Cerca de dez barragens bloqueam deste quinta-feira (23) os cruzamentos estratégicos do litoral da Guiana Francesa, fechando inclusive a entrada da capital, Caiena. Os Estados Unidos desaconselharam seus cidadãos a viajar para o território francês em razão das “grandes manifestações” na região e nas estradas que levam ao Brasil e ao Suriname, países vizinhos”.

Os protestos provocaram o atraso no lançamento do foguete Ariane 5, vitrine econômica do território, e que colocaria em órbita o Satélite Geoestacionário de Defesa e Comunicações (SGDC), do Brasil.

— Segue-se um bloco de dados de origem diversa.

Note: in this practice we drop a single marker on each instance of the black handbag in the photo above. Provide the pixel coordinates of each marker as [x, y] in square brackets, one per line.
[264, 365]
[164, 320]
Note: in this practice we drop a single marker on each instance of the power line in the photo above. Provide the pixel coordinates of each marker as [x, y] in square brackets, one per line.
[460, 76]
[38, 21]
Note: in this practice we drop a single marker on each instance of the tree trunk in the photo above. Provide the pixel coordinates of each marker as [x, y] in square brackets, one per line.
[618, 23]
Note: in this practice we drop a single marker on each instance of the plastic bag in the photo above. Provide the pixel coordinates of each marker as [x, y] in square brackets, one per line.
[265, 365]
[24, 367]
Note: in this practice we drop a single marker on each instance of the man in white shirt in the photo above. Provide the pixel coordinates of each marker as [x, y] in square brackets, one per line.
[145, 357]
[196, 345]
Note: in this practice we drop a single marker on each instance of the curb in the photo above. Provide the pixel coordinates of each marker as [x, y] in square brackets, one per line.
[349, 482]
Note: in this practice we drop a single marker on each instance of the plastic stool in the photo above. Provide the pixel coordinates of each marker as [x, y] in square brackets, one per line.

Vários estabelecimentos escolares também foram fechados.

O primeiro-ministro francês, Bernard Cazeneuve, pediu “calma” e “diálogo” aos moradores. Já a ministra responsável pelos territórios Ultramarinos, Ericka Bareigts, disse que “a situação continua tensa”. Paris enviou uma missão interministerial a Caiena. O grupo deve desembarcar ainda neste sábado (25).

Uma em cada quatro famílias da Guiana Francesa vive abaixo da linha da pobreza e o índice de desemprego atinge 22%, contra 9,7% na França metropolitana. O território também não consegue administrar a explosão demográfica da região, provocada por altas taxas de natalidade e de imigração, vinda de vários países, inclusive do Brasil. A população da Guiana cresce 2,8% ao ano.